Des électeurs en quête d’unité face à la division

La réaction des électeurs de gauche sur les réseaux sociaux témoigne d’une forte incompréhension quant à cette division. De nombreux commentaires appellent à l’union, incitant les candidats à dépasser leurs ego pour éviter une victoire droite. Ces électeurs, historiquement attachés à la gauche, craignent que la fragmentation des voix n’offre la commune sur un plateau à la droite.

« Par Toutatis, unissez-vous ! Ne laissez pas la ville aux mains de la droite… Soyez responsables et tout le monde sera gagnant », a écrit un utilisateur sur Facebook. Ces réactions illustrent une réelle attente de la population : celle d’une union qui pourrait préserver les valeurs de gauche à Lodève.

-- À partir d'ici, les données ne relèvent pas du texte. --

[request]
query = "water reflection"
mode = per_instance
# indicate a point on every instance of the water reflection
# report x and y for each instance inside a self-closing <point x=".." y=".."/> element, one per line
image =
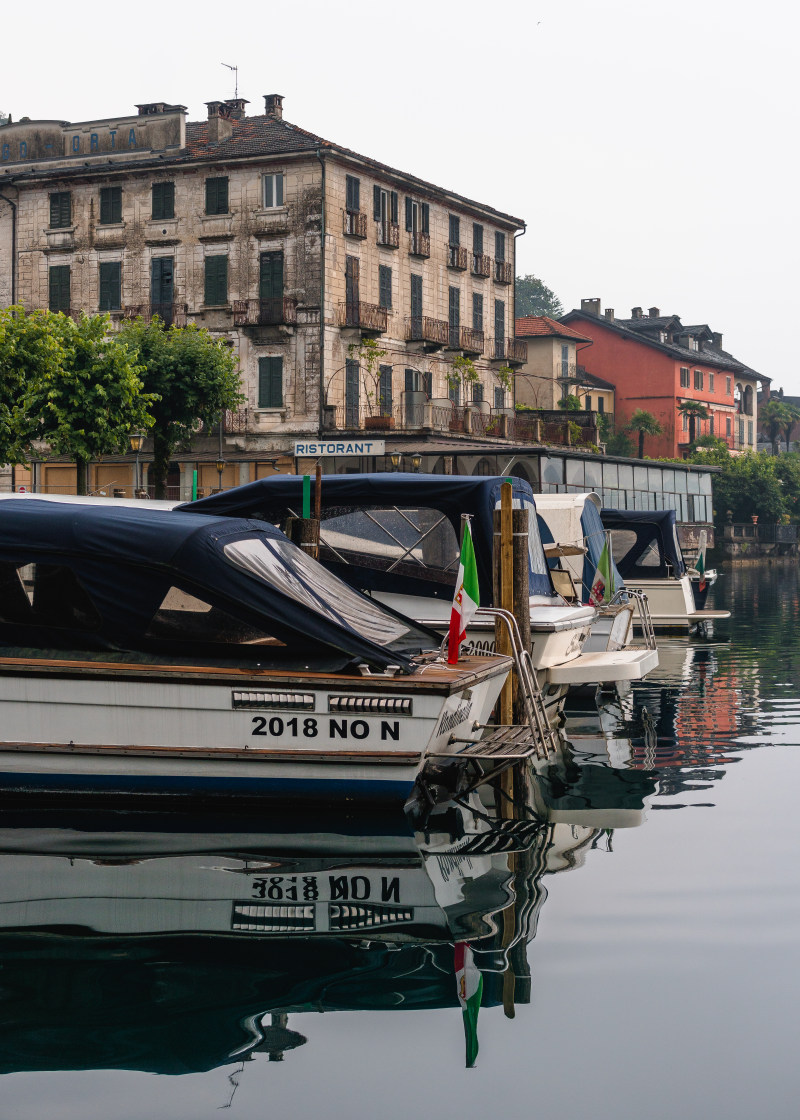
<point x="178" y="944"/>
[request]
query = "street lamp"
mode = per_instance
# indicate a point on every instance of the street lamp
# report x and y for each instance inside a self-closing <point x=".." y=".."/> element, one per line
<point x="136" y="439"/>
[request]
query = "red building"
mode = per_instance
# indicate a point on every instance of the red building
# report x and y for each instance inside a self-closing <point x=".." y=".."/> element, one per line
<point x="654" y="363"/>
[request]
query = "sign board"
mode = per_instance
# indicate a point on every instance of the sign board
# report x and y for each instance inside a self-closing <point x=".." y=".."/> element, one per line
<point x="307" y="449"/>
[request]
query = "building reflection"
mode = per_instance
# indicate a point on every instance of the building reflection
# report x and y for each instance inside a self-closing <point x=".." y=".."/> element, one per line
<point x="176" y="944"/>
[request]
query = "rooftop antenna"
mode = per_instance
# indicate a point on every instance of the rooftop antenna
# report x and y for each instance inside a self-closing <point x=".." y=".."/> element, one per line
<point x="235" y="83"/>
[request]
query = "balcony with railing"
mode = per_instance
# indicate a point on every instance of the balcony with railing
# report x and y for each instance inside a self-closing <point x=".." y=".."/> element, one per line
<point x="456" y="258"/>
<point x="511" y="351"/>
<point x="354" y="224"/>
<point x="388" y="234"/>
<point x="481" y="264"/>
<point x="264" y="313"/>
<point x="433" y="333"/>
<point x="503" y="272"/>
<point x="369" y="318"/>
<point x="171" y="315"/>
<point x="419" y="244"/>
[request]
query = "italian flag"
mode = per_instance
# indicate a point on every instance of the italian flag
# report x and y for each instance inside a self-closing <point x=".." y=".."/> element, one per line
<point x="466" y="599"/>
<point x="603" y="584"/>
<point x="470" y="987"/>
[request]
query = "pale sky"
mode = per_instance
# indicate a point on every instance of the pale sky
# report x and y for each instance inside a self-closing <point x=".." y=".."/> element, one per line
<point x="651" y="149"/>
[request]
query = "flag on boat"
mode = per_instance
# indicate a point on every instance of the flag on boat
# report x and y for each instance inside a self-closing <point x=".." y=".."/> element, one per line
<point x="470" y="987"/>
<point x="603" y="584"/>
<point x="466" y="599"/>
<point x="700" y="562"/>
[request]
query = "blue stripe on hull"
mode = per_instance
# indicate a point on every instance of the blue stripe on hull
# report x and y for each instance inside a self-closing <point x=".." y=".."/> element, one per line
<point x="200" y="786"/>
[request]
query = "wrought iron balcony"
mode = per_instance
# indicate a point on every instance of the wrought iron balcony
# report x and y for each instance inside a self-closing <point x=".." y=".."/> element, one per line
<point x="481" y="264"/>
<point x="264" y="313"/>
<point x="419" y="244"/>
<point x="434" y="333"/>
<point x="365" y="317"/>
<point x="456" y="258"/>
<point x="354" y="224"/>
<point x="389" y="234"/>
<point x="503" y="272"/>
<point x="171" y="315"/>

Un second tour incertain qui redessine le paysage politique

À l’approche du second tour, plusieurs scénarios se dessinent. Si la gauche reste divisée, les voix pourraient se diluer, altérant fortement ses chances. En revanche, un retrait stratégique d’une des listes, bien que peu probable, pourrait renverser la situation en faveur d’une union de la gauche.

Les enjeux sont donc cruciaux pour les électeurs de Lodève, qui devront prendre en compte non seulement leur affiliation politique, mais également les besoins immédiats de la commune. Chaque voix comptera dans un contexte où l’union semblait être la norme.

Pour plus de détails sur la situation actuelle, consultez l’article complet ici.

Lodève, en ce moment crucial, pourrait bien voir ses codes politiques traditionnels émerger radicalement transformés. La mobilisation des électeurs de gauche reste indispensable pour maintenir ce bastion dans le giron de la gauche.